Rosie blew out a breath. “Yes.”
“We’ll help you,” Bethany said with a radiant smile as she walked into the bathroom, balancing a tray of champagne and three glasses. “It’ll make me feel less guilty when I put you two in hard hats for demo day.” With a twist of her wrist, she popped the cork. “I’ve got myself a house.”
Georgie spun toward her sister. “You—how?” With too many emotions to compute in one day, her laughter was watery, but her pleasure was genuine. “Did Stephen cave?”
“No.” Bethany pushed Georgie back down onto the lip of the bathtub and handed her a glass of champagne. “Travis Ford handed me the key to his childhood house.
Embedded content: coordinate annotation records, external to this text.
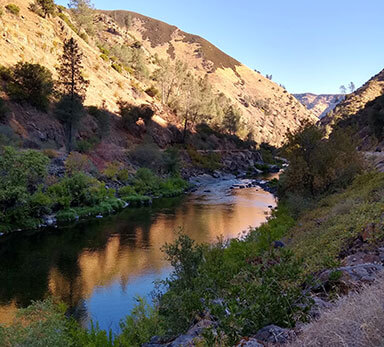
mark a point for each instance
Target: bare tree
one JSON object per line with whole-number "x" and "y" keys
{"x": 351, "y": 87}
{"x": 343, "y": 90}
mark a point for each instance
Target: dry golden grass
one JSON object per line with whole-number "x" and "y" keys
{"x": 356, "y": 321}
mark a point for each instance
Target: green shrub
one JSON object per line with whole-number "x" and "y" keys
{"x": 21, "y": 174}
{"x": 210, "y": 161}
{"x": 79, "y": 190}
{"x": 104, "y": 57}
{"x": 318, "y": 165}
{"x": 14, "y": 9}
{"x": 77, "y": 162}
{"x": 32, "y": 83}
{"x": 103, "y": 50}
{"x": 146, "y": 182}
{"x": 147, "y": 155}
{"x": 87, "y": 145}
{"x": 40, "y": 204}
{"x": 116, "y": 171}
{"x": 67, "y": 21}
{"x": 84, "y": 37}
{"x": 152, "y": 91}
{"x": 5, "y": 73}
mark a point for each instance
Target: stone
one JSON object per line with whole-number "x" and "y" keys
{"x": 249, "y": 342}
{"x": 273, "y": 333}
{"x": 361, "y": 258}
{"x": 353, "y": 276}
{"x": 318, "y": 306}
{"x": 192, "y": 335}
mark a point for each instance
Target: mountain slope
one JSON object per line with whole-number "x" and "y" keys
{"x": 357, "y": 100}
{"x": 268, "y": 110}
{"x": 320, "y": 104}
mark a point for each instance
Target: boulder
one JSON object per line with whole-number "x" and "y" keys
{"x": 249, "y": 342}
{"x": 189, "y": 339}
{"x": 273, "y": 333}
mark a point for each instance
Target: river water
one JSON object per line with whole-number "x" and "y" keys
{"x": 98, "y": 267}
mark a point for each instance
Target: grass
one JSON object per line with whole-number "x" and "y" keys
{"x": 320, "y": 234}
{"x": 356, "y": 320}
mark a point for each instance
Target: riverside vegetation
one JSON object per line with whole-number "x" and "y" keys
{"x": 244, "y": 285}
{"x": 240, "y": 286}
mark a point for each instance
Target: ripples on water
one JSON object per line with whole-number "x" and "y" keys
{"x": 98, "y": 267}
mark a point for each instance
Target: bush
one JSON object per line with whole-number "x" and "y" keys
{"x": 210, "y": 161}
{"x": 244, "y": 284}
{"x": 116, "y": 171}
{"x": 103, "y": 50}
{"x": 138, "y": 327}
{"x": 77, "y": 162}
{"x": 14, "y": 9}
{"x": 317, "y": 165}
{"x": 79, "y": 190}
{"x": 32, "y": 83}
{"x": 152, "y": 91}
{"x": 21, "y": 174}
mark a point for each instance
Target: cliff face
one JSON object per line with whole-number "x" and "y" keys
{"x": 356, "y": 101}
{"x": 268, "y": 110}
{"x": 320, "y": 104}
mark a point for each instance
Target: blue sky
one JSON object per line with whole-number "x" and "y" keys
{"x": 307, "y": 45}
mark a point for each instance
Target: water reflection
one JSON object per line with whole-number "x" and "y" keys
{"x": 98, "y": 267}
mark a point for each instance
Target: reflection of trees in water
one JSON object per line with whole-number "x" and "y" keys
{"x": 71, "y": 262}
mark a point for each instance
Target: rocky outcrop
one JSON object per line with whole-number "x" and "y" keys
{"x": 320, "y": 104}
{"x": 189, "y": 339}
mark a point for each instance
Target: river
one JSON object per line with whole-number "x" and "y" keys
{"x": 98, "y": 267}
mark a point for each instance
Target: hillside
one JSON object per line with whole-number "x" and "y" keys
{"x": 320, "y": 104}
{"x": 357, "y": 100}
{"x": 268, "y": 110}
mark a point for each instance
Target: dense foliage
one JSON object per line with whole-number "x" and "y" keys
{"x": 317, "y": 165}
{"x": 21, "y": 174}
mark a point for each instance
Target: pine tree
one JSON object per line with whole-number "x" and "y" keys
{"x": 351, "y": 87}
{"x": 47, "y": 6}
{"x": 71, "y": 80}
{"x": 73, "y": 87}
{"x": 343, "y": 90}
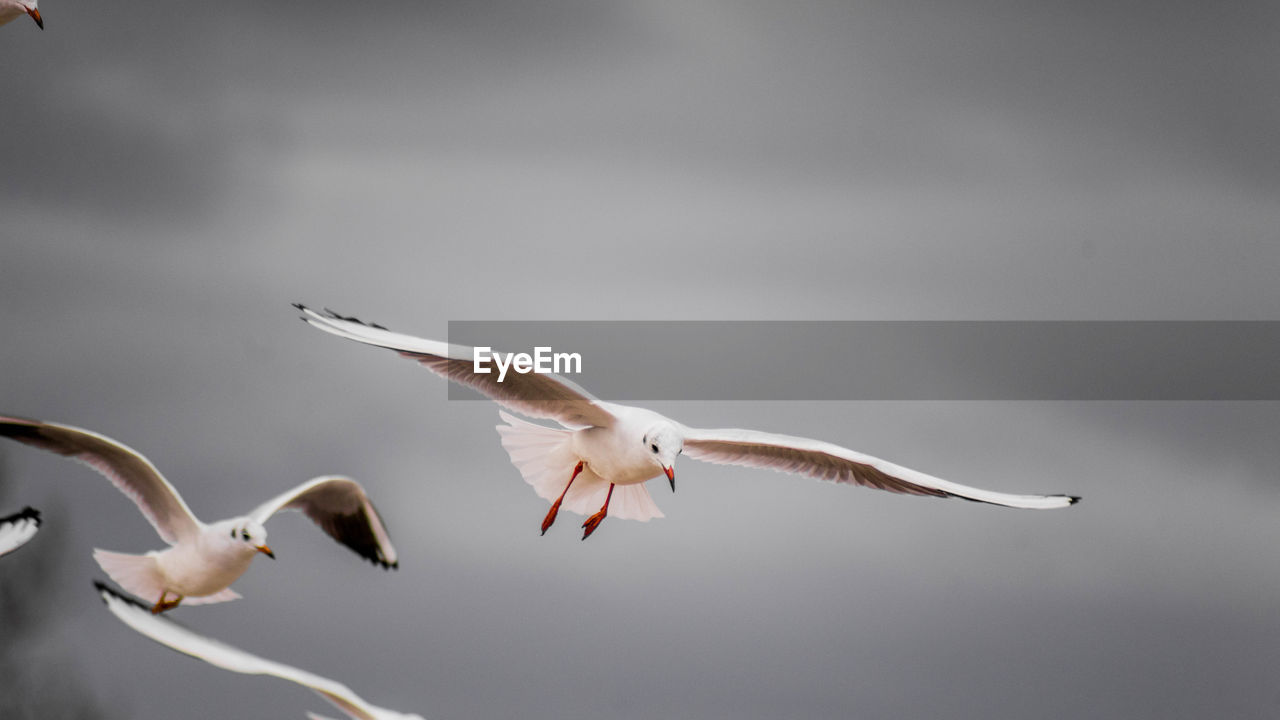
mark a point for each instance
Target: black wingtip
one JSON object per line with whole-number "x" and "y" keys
{"x": 30, "y": 513}
{"x": 103, "y": 589}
Gave me permission to flip and sell it, free and clear.”
Hearing his name out loud was a one-two punch to the sternum. All she could do was sit there and breathe in, out, in, out. He’d done what? “I don’t understand,” she finally whispered. “Why would he do that?”
Bethany rolled her eyes. “He said it was important to you that I succeed. Or something. I wasn’t really listening.” She set down her champagne glass and dragged over a designer makeup bag. “Let’s get to work on those dark circles, shall we—”
“Wait a second.” Georgie couldn’t even feel the glass between her fingers. “He just came here and . . . Was he . . . Did he . . .”
Georgie’s sister squirted some beige foundation onto the back of her hand and ran a silver-tipped brush through it, applying the cool liquid to Georgie’s face. “Like I said, I was kind of half listening. He’d interrupted Drag Race, which is a cardinal sin in my house.” She tilted her head, swiping the brush in a neat line between Georgie’s brows. “Hopefully someone is doing his concealer, because he looked like S-H-I-T.” Georgie wanted to sink back into the empty bathtub and curl into a ball hearing that. “Honestly, it was all so sappy. Georgie this, Georgie that. Georgie is so good. I’m done living in the past. Et cetera.”
“Yeah. Et cetera.” Done with the brush, Bethany stowed it back in the makeup bag and drew out a gray stick, the function of which Georgie did not know. But she sat there gaping as Bethany swiped it beneath her cheekbones and started to rub it in. “When I pulled the deed, I realized his father’s name is listed on it, too. Turns out Mark Ford was back in town for a few days to make sure he got a cut. There were words exchanged at Grumpy Tom’s.”
“Travis’s father was back?” Georgie sputtered. “Why didn’t anyone tell me?”
Was this the part of the equation that had been missing? She’d been so mired in heartache, she hadn’t stopped to think about why Travis would have called her a kid with a crush. Maybe there was a reasonable explanation. He’d still left her in the dark about what Stephen told him, but shouldn’t she have given Travis a chance to explain? With his father in town, he would have been in a tailspin. And he had canceled their date the night before the Tough Mudder . . .
“I mean, it’s all just noise at this point, right?” Bethany said breezily. “He messed up too big. It’s done.”
Georgie threw Rosie a look that said, Help me. “Um.” Rosie nodded at her in the universal sign for I got you. “What else did he say? It’s totally common to want a play-by-play when a guy talks about you. There had to be more.”
“Nope, that was it. He looked like garbage and gave me a house.” She applied some mascara to Georgie’s lashes. “Oh, and Georgie this, Georgie that.”
“Be more specific!” Georgie screeched.
“Drag Race was on,” Bethany said defensively. “Okay, look in the mirror.”
Fully intending to ignore the command and strangle her sister instead, Georgie nonetheless caught sight of her reflection and did a double take. “Oh, that’s—wow.”
“Not bad, right?”
“How did you—”
“Contouring. Georgie, meet your cheekbones.”